Coronavirus

A 911 call. A ‘brain fog.’ Inside the Folsom mayor’s frightening battle with COVID-19

The city of Folsom has been hit hard by the coronavirus in the last month. Among the worst ongoing cases belongs to the mayor.

Sarah Aquino, Folsom’s mayor for the last year, is OK, but not all the way back. She was released from intensive care at a local hospital on Thanksgiving day after five days of treatment, but she does not yet feel normal and wonders when she will again.

“Physically, I’m OK, but I’m in a brain fog,” she said Tuesday, talking on the phone while getting some sun in her backyard during a post-hospital quarantine. “It’s like an out-of-body experience. Like it’s happening to someone else.”

She thinks the fogginess may be from the ongoing steroid treatment. “Tomorrow is the last day of the 10-day steroid treatment. I’m hoping my brain will clear a bit.”

Aquino, 48, chief financial officer for the family insurance business, said she first had symptoms in mid-November. It felt like a flu. She was vomiting and had diarrhea, and couldn’t stay hydrated, so she went to the hospital emergency room.

“I should have spent the night,” she said. Instead, she got re-hydrated and took some anti-nausea medicine and went home. Late the next night, “I told my husband to call 911.”

She found herself in the hospital for five days, this time getting the full gamut of available COVID-19 therapies, including the drug Remdesivir, convalescent plasma from someone who already had the virus and daily doses of steroids. She was on oxygen, but not a ventilator.

The first day in the hospital, she would vomit each time she tried to move, although she had no food in her system. “It was miserable.” Her breathing was fine, but she got congested for a few days.

They let her go home on Thanksgiving day.
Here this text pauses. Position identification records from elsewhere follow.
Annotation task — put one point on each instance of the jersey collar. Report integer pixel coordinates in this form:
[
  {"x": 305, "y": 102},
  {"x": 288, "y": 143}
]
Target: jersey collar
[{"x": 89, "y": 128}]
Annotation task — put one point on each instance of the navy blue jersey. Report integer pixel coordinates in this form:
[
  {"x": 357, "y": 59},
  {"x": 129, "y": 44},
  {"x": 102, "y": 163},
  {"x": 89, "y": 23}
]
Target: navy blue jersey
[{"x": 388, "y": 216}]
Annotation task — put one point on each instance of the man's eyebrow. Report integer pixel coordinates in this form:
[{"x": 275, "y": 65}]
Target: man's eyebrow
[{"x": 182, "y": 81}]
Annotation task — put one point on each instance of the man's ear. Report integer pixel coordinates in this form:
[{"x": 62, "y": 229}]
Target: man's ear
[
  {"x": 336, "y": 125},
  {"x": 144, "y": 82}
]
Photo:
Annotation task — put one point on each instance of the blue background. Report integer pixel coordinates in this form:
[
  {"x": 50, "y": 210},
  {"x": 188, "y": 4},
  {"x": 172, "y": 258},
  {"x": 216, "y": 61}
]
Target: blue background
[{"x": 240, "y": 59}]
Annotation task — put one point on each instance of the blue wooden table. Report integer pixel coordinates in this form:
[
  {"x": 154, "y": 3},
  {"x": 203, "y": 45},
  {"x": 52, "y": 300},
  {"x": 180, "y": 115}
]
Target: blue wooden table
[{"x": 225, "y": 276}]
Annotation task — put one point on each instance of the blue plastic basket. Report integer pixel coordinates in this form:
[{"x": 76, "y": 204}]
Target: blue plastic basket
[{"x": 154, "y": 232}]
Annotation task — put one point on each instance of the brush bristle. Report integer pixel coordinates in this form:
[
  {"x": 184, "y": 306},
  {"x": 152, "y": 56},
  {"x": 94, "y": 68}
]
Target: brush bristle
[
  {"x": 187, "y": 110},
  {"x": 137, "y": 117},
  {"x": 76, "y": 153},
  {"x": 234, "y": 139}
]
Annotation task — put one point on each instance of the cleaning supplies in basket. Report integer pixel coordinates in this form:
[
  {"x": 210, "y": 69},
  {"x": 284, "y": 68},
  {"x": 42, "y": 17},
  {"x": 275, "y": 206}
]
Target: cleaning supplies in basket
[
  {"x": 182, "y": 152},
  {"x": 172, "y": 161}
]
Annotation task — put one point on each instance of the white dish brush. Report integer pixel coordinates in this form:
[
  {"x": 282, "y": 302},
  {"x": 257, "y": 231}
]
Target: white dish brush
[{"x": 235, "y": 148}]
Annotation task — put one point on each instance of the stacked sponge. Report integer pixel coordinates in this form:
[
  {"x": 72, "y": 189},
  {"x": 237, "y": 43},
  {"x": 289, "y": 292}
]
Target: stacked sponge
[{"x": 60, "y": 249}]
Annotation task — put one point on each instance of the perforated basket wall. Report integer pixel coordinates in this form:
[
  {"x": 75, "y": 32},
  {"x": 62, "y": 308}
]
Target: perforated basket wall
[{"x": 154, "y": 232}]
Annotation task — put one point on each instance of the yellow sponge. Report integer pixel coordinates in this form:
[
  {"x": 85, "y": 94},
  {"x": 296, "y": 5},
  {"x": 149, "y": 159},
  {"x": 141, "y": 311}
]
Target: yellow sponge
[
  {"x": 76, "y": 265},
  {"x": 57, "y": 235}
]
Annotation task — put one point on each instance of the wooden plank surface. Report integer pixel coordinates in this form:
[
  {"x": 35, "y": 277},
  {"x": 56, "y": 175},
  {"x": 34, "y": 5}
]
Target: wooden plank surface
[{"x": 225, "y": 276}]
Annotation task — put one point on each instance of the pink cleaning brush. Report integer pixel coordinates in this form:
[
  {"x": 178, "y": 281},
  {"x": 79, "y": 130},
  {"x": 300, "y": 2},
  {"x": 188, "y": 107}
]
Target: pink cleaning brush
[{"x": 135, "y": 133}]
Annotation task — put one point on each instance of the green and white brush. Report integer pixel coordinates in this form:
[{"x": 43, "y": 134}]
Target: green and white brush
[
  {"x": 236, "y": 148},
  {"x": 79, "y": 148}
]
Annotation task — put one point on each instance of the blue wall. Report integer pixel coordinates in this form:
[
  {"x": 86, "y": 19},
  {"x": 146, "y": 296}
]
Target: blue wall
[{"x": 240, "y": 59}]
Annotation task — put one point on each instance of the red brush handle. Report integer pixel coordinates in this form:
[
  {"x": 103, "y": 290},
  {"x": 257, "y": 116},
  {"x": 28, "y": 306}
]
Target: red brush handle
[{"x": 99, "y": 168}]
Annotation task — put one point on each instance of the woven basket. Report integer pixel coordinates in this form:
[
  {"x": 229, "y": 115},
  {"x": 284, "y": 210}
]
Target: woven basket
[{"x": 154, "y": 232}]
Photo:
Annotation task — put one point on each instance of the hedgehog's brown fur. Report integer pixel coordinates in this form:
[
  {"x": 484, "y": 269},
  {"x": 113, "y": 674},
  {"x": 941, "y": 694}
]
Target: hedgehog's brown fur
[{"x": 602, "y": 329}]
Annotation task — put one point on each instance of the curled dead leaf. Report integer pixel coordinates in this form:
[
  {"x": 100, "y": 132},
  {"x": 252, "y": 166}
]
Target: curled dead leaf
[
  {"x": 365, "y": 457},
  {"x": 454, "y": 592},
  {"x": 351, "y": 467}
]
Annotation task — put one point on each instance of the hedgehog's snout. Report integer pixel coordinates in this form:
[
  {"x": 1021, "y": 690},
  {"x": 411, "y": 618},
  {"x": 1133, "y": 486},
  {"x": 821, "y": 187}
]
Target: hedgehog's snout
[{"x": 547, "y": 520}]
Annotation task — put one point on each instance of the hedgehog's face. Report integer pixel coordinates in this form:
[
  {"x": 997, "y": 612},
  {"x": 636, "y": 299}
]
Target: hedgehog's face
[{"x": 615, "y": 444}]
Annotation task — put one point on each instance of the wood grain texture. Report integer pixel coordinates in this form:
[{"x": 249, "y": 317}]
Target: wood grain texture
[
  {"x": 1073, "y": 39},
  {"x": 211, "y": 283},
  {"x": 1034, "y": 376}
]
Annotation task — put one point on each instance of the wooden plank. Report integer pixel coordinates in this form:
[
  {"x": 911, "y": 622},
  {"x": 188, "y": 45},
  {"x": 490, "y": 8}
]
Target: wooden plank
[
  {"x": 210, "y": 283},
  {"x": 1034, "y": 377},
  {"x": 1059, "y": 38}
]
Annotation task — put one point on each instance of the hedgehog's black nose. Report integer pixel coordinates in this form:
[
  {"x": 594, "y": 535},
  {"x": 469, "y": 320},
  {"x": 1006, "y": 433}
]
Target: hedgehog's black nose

Her husband and teenage son both have since tested positive and have suffered from mild symptoms, but have not needed treatment. Her 78-year-old mother also has exhibited symptoms, but is doing well.

She wonders where she got the virus and whether she could have done something more to avoid it. “I’ve always known the virus is real,” she said. “I’ve tried to take sensible precautions.”

She has declined invitations to parties in peoples’ homes. At City Hall, she always wears a mask. At work, employees wore masks when clients came in, but otherwise she and coworkers were alone in each of their offices and did not wear masks. “Should we have? Possibly.”

A coworker tested positive for the virus, so Aquino tested and it came out positive too, at about the time she started to have symptoms.

She says she hopes by January that she will feel back to normal, but she has talked with friends who caught the virus in July who still are not healthy.

As a community leader, she says she wants Folsom to support its businesses any way it can, but believes some safety measures are appropriate. “I will tell you, I get frustrated when I get emails from people who think that mask wearing is a joke,” she said.

She says she never felt her life was in jeopardy. “I got great care. It is just the unknown. Not knowing when I am going to be back to normal again.

“I’ll tell you, as soon as I can have that vaccine, I will be in that line.”